Pernyataan tersebut disampaikan Fadli Zon dalam keterangan pers di Jakarta, Kamis. Ia menilai karya musik dari Indonesia Timur menunjukkan perkembangan yang signifikan dan mendapat sambutan luas dari masyarakat.
Apresiasi untuk Musik Berbasis Kearifan Lokal
Fadli Zon menyoroti sejumlah karya musik dari Indonesia Timur yang belakangan viral dan menjadi fenomena nasional. Menurutnya, hal ini mencerminkan kuatnya daya tarik musik berbasis kearifan lokal.
“Banyak musik Indonesia Timur yang viral, seperti lagu Tabola-Bale, dan ini menjadi fenomena menarik yang patut kita apresiasi oleh seluruh masyarakat Indonesia,” kata Menteri Kebudayaan.
Ia menambahkan bahwa popularitas tersebut membuktikan musik daerah mampu menembus batas wilayah dan generasi, sekaligus memperkaya khazanah musik nasional.
Peran Kementerian dalam Membangun Ekosistem Musik
Dalam diskusi terarah mengenai Peta Jalan Ekosistem Musik Indonesia Timur, Fadli Zon menegaskan peran Kementerian Kebudayaan sebagai fasilitator bagi para pelaku musik.
“Kementerian Kebudayaan sebagai fasilitator siap untuk mendorong dan memfasilitasi teman-teman semua dalam menciptakan ekosistem musik beserta objek pemajuan kebudayaan lainnya,” katanya.
Untuk mendukung hal tersebut, Kementerian Kebudayaan menjalankan berbagai program penguatan industri musik nasional, salah satunya Konferensi Musik Indonesia (KMI). Kegiatan ini mencakup diskusi, pameran, seminar, dan pasar musik yang dirancang untuk membuka peluang kolaborasi serta memperluas akses pasar bagi musisi Indonesia.
Penguatan Industri Kreatif Berbasis Budaya
Selain musik, pemerintah juga mendorong pengembangan ekosistem drama musikal sebagai bagian dari penguatan industri kreatif berbasis budaya. Upaya ini dinilai penting untuk menciptakan nilai tambah ekonomi sekaligus menjaga keberlanjutan ekspresi budaya.

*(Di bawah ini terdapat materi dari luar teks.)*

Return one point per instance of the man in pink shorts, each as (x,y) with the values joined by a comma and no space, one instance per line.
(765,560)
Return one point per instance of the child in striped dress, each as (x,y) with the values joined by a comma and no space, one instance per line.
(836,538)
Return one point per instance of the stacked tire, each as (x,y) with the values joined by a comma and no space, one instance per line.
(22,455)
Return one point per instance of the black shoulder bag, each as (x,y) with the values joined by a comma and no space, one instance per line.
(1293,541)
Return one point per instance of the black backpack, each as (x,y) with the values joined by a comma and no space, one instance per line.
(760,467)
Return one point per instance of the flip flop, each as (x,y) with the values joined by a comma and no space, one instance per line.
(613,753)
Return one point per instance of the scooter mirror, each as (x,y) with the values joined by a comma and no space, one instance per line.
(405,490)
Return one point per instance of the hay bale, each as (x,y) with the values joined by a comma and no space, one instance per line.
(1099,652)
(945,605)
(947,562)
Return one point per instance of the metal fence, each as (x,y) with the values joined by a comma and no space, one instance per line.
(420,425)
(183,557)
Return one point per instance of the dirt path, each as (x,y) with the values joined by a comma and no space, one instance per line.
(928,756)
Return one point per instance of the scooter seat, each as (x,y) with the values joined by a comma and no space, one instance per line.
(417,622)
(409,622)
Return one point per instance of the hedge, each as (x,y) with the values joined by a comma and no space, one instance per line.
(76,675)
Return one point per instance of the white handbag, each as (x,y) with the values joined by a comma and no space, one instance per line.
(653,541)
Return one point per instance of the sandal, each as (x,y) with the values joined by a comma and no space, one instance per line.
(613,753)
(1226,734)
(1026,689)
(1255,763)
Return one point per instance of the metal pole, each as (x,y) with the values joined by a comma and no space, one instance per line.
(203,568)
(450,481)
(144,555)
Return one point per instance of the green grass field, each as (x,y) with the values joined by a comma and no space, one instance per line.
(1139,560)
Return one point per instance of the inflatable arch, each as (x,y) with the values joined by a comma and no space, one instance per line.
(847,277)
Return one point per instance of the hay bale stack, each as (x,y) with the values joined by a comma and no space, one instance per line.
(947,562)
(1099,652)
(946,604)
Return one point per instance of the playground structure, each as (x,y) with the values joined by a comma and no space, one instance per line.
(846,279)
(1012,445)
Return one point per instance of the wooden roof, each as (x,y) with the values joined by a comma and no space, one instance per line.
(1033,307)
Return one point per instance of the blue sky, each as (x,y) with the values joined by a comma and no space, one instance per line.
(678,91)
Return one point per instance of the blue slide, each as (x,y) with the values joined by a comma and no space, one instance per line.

Wakil Menteri Kebudayaan Giring Ganesha menyampaikan bahwa pengembangan ekosistem kebudayaan nasional mencakup industri musik sebagai salah satu sektor strategis dalam ekonomi kreatif.
Menurut Giring, negara hadir untuk memastikan terciptanya ekosistem musik yang sehat dan inklusif. Salah satu bentuk dukungan tersebut diwujudkan melalui program Manajemen Talenta Nasional yang menyediakan ruang pertemuan, pembinaan, dan pengembangan kapasitas bagi para seniman.